Altro materiale appartenente alle session di I Knew Buffalo Bill, verrà pubblicato sull'EP Burning Skull Rise e successivamente incluso nelle ristampe in formato CD del 1999 ed in quella del 2010, ulteriormente ampliata.

L’album si apre con "Looking For A Place To Fall". Chitarre da giorno del giudizio, batteria Garage Rock e melodia struggente. "La pioggia fuori dalla mia finestra è già stata usata mille volte... sto solo cercando un posto dove cadere”. "Time Undone" è un altro dei pezzi forti di Buffalo Bill, caratterizzato da un’atmosfera meravigliosamente sinistra grazie alla chitarra minacciosa di Rowland S. Howard, il quale suona anche il basso in quasi tutti i brani del disco e qui tira fuori dal cilindro un giro di basso acustico ossessivo ed ipnotico. “Gone Free”, "Gallery Wharf", “Four Seasons of Trouble”, “All my secrets”, “Time goes faster” sono capolavori di Folk moderno. Il Garage rock fresco e dinamico di “Old Man's Dream” è un diretto discendente del surf-pop dei Barracudas. La chitarra slide di Howard impone a "Sorrow Drive" un incedere ubriaco che la rende ancor più tristemente sincera: "Sorrow Drive, I’m living but I ain’t alive". Ed ancora più stordita ed ubriaca è "Episode In A Town" con il ritornello che intona "drink that bottle down, boy. drink that bottle down " mentre la slide di Rowland deraglia fino alle esplosioni pulsanti di “April North” e "The Proving Trail" nelle quali affiora il punk che cova sotto le ceneri. L’avvincente "Burning Skulls Rise", ripresa successivamente da Rowland e Lydia Lunch in Shotgun Wedding, è un’altra cometa incandescente che attraversa il cielo velato di tristezza di quest’album strano, dissonante, sfuggente. Un disco di quelli che crescono lentamente, ascolto dopo ascolto.

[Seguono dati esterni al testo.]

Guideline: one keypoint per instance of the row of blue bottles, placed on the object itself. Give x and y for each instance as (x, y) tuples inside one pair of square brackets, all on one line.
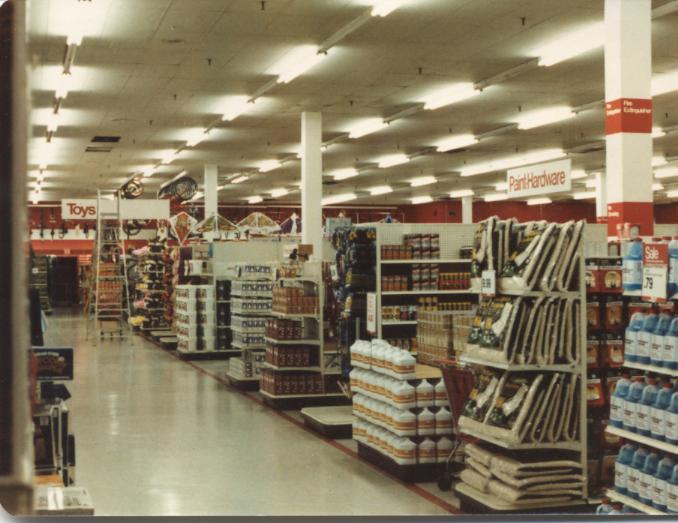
[(643, 407), (644, 475), (652, 339)]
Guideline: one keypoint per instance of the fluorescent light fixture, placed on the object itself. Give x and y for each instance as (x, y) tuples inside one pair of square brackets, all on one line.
[(664, 83), (423, 180), (461, 193), (571, 44), (366, 127), (658, 132), (495, 197), (235, 106), (418, 200), (343, 174), (385, 7), (393, 160), (277, 193), (544, 117), (456, 142), (513, 161), (269, 165), (297, 62), (169, 157), (666, 172), (450, 95), (586, 195), (380, 189), (538, 201), (64, 85), (53, 122), (339, 198), (196, 137)]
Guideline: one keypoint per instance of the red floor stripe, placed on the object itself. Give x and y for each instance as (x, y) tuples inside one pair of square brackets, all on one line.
[(432, 498)]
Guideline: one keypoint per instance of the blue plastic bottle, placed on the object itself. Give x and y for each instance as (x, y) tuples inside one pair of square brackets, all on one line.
[(670, 353), (664, 470), (671, 420), (672, 493), (646, 478), (631, 337), (631, 403), (658, 412), (644, 407), (635, 469), (645, 339), (621, 391), (658, 340), (621, 468), (673, 266), (632, 268)]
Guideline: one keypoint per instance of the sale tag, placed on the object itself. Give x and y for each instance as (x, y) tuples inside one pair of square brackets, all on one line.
[(488, 284), (655, 272)]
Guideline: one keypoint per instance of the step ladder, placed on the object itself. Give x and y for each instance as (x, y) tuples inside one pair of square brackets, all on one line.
[(110, 300)]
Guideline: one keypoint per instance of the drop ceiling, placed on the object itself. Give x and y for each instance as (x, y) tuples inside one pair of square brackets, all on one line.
[(156, 71)]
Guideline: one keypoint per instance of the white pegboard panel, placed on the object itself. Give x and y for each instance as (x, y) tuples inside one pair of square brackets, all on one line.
[(666, 229), (453, 236)]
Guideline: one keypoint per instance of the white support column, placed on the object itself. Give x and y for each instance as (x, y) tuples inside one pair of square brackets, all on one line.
[(628, 118), (601, 196), (467, 209), (211, 198), (311, 181)]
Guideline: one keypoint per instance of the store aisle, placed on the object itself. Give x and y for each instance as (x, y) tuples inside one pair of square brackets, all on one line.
[(155, 436)]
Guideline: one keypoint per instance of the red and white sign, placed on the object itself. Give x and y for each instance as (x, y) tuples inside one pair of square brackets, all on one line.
[(86, 209), (655, 271), (628, 115), (543, 178)]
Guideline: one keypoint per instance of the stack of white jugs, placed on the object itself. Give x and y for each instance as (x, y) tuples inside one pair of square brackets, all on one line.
[(383, 400)]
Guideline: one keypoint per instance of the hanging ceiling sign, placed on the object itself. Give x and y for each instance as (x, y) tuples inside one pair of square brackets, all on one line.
[(542, 178), (86, 209)]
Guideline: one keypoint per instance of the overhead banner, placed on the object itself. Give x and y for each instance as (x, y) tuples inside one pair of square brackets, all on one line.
[(543, 178), (86, 209)]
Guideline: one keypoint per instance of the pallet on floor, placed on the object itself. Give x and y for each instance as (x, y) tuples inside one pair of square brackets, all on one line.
[(335, 422), (409, 473)]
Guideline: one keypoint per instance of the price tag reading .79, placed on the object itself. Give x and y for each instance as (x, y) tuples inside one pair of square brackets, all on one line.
[(488, 284)]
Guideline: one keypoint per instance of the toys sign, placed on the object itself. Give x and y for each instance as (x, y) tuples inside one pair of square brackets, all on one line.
[(543, 178), (655, 272)]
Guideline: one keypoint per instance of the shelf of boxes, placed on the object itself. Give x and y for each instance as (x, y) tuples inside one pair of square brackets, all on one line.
[(296, 363)]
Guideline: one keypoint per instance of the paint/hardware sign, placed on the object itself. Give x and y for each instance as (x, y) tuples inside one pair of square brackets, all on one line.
[(655, 271), (542, 178)]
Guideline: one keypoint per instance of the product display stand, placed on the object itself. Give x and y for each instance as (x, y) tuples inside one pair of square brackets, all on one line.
[(419, 266), (298, 370), (250, 307), (539, 360)]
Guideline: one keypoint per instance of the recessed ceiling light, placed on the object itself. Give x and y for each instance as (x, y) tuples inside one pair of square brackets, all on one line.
[(366, 127), (380, 189), (456, 142), (338, 198), (418, 200)]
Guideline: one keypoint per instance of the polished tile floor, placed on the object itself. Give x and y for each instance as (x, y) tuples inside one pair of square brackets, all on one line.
[(155, 436)]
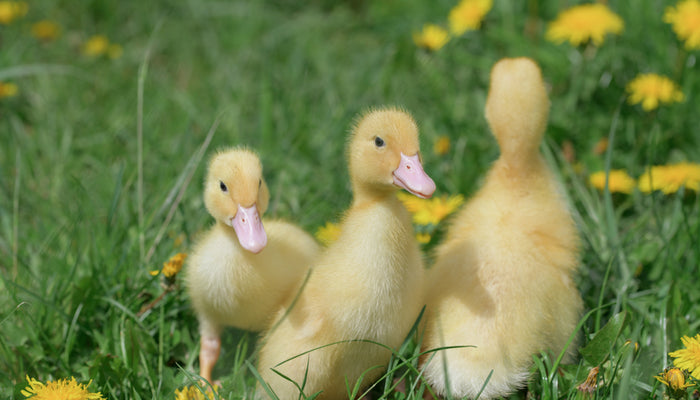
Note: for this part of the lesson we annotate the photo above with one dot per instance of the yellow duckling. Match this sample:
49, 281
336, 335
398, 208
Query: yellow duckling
240, 273
503, 278
367, 285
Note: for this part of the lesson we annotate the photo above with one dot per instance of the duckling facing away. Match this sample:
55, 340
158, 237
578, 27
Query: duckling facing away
503, 278
240, 272
368, 284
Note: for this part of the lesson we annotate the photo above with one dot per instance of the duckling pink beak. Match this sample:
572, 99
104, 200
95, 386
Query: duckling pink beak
249, 229
410, 176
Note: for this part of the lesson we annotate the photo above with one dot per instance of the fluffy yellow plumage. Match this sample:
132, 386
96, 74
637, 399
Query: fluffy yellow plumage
502, 280
368, 284
240, 273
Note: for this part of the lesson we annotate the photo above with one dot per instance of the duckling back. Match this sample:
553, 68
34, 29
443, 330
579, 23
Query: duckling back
503, 278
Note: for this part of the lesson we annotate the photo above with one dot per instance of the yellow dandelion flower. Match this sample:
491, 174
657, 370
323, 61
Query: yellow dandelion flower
46, 30
685, 21
11, 10
674, 379
430, 211
61, 389
467, 15
689, 357
96, 46
670, 178
328, 233
174, 265
581, 24
589, 385
8, 89
432, 37
651, 90
193, 393
619, 181
423, 238
442, 146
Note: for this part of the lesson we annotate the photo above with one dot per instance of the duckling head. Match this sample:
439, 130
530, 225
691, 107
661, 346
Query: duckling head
236, 195
517, 106
384, 153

Terminata l’opera, Jeremy abbandonerà la musica concentrandosi sulla sua attività di giornalista, di scrittore e di sceneggiatore e sui suoi tre figli e solo dopo circa vent’anni tornerà ad interessarsi del suo primo amore. Jeffrey Lee Pierce morirà a trentasette anni, il 31 marzo 1996, a causa di una emorragia cerebrale ed Epic lo seguirà il 5 Novembre 1997, appena trentottenne, per cause sconosciute. Anche Nikki se ne andrà il 26 Marzo 2006 e Rowland ci lascerà quaggiù il 30 dicembre 2009 per un cancro al fegato. Entrambi avevano compiuto da poco cinquant’anni.

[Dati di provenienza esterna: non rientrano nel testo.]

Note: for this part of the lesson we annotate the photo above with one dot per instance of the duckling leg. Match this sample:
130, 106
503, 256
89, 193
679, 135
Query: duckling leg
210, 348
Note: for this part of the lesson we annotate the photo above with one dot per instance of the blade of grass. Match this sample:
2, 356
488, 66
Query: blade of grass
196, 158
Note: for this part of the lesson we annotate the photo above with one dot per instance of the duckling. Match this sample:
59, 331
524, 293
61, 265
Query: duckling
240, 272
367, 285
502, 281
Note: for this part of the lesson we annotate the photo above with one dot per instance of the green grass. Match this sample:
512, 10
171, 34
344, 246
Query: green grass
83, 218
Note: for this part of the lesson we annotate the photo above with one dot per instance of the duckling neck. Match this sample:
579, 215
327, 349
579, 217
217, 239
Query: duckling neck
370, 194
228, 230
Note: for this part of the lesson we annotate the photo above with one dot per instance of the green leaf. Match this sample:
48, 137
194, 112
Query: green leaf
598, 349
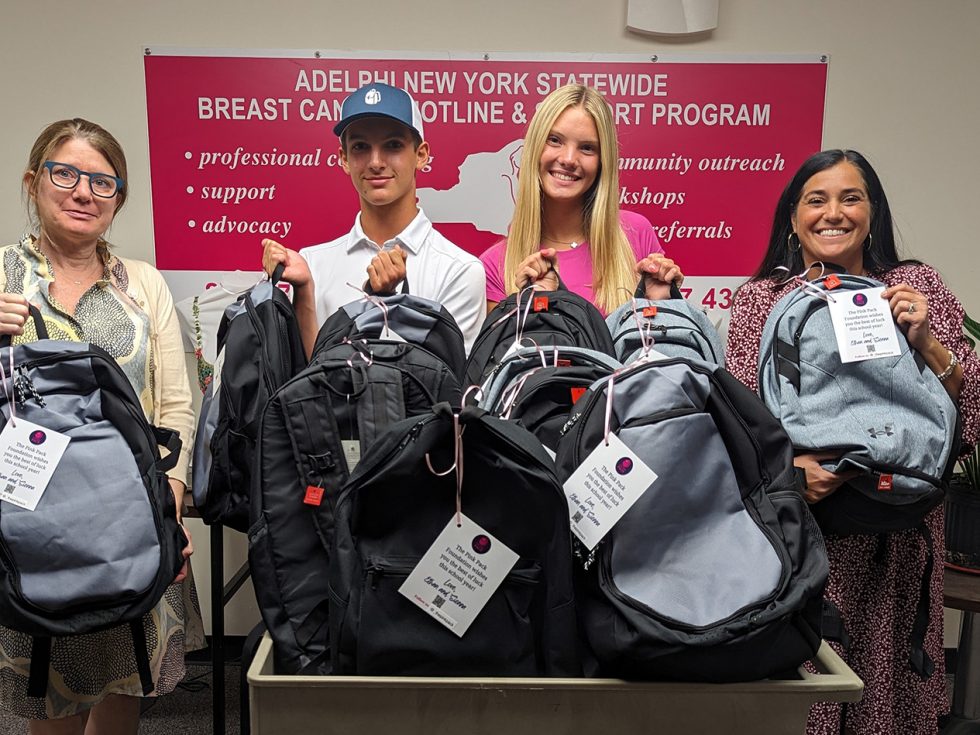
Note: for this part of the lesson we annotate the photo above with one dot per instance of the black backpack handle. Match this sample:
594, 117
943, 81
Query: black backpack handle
675, 292
368, 290
39, 326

Il 20 ottobre 2005, Nikki Sudden scriveva che non aveva dimenticato quei giorni che sul finire del 1986 aveva avuto il privilegio di condividere con i suoi amici e con suo fratello, morto molto prima del tempo. E sebbene non vedesse Rowland da una decina d’anni, cioè da quando lui era tornato in Australia, ed anche gli incontri con Jeremy si fossero fatti sempre più rari con il passare degli anni, aveva in programma di registrare di nuovo insieme e terminava così: “Sono passati quasi vent'anni dall'ultima volta che siamo entrati in uno studio insieme. Ma cosa sono vent'anni tra amici? Un periodo troppo lungo o non abbastanza? Il sentiero prosegue fino al tramonto e il tramonto è lontano molti anni”.

Purtroppo per lui e per Rowland non sarebbe stato così.

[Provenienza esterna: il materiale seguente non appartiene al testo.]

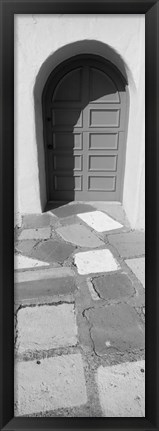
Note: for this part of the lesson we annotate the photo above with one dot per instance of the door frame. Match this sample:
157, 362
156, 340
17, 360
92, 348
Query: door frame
53, 79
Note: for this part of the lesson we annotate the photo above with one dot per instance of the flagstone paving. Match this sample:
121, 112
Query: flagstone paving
99, 221
79, 313
49, 384
138, 267
122, 389
79, 235
95, 261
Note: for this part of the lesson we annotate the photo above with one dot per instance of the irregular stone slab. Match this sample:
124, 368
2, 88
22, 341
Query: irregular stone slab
25, 246
116, 327
138, 267
42, 274
122, 389
67, 210
54, 383
93, 293
34, 221
47, 287
79, 235
113, 286
130, 244
113, 209
99, 221
53, 250
41, 233
95, 261
46, 327
24, 262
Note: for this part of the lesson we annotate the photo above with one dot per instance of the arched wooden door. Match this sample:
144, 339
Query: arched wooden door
84, 112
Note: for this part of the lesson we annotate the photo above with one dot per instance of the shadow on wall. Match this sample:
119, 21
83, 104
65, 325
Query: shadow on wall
81, 47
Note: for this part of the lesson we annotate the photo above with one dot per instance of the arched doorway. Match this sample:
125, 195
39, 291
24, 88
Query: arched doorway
85, 122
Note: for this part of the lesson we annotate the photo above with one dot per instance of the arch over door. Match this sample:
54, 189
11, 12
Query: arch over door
84, 107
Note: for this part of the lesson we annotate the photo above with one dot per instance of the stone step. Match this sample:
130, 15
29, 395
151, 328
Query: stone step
42, 274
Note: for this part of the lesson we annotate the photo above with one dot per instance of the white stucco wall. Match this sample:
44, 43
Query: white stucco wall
42, 42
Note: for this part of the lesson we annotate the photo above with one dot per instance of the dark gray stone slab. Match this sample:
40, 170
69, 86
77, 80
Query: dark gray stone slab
68, 210
25, 246
130, 244
116, 328
113, 286
53, 251
49, 287
34, 221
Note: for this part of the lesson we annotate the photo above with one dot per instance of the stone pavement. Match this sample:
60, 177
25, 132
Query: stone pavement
79, 313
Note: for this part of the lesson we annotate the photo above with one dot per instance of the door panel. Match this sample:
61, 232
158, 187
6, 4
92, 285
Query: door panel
85, 138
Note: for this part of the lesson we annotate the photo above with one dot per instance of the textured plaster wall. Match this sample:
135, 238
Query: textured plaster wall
42, 42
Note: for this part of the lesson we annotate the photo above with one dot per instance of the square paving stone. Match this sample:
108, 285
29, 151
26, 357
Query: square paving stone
47, 287
46, 327
55, 383
53, 250
68, 210
122, 389
25, 246
40, 233
79, 235
100, 221
130, 244
34, 221
95, 261
138, 267
116, 327
113, 286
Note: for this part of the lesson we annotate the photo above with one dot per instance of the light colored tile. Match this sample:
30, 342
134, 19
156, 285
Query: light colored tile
79, 235
122, 389
46, 327
99, 221
22, 262
137, 265
95, 261
39, 233
57, 382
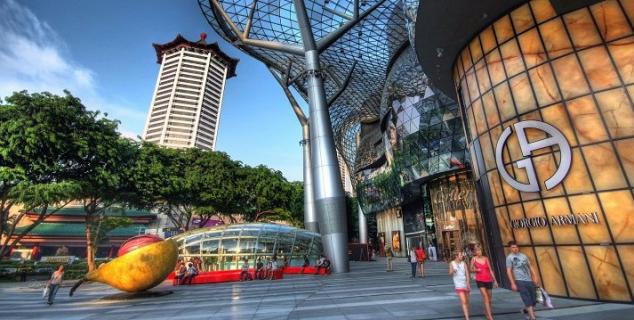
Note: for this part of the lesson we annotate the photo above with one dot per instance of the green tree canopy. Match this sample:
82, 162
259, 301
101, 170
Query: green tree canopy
43, 144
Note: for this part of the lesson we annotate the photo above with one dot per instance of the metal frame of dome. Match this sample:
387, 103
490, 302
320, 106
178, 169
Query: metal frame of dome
279, 240
311, 41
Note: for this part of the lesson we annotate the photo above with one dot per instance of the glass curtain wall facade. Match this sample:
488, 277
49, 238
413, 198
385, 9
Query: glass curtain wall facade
458, 222
573, 73
424, 140
223, 247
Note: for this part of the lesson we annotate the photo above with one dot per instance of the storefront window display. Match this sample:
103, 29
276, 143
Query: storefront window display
457, 217
547, 100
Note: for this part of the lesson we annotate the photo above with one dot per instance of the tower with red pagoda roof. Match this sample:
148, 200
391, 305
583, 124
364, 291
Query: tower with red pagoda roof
185, 108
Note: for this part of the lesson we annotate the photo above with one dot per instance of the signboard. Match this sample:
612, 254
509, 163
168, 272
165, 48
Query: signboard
561, 220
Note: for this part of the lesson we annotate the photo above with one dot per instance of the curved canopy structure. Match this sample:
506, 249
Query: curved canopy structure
224, 247
366, 34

Ed a noi, che sappiamo che I knew Buffalo Bill non avrà mai un seguito, non rimane che conservare gelosamente questo piccolo capolavoro e farlo suonare di tanto in tanto per ricordare il sopravvissuto, i morti, gli immortali e come nei film di una volta, in cui gli eroi scomparivano in lontananza nella luce infuocata del tramonto, immaginare che Buffalo Bill cavalchi ancora verso il sole calante.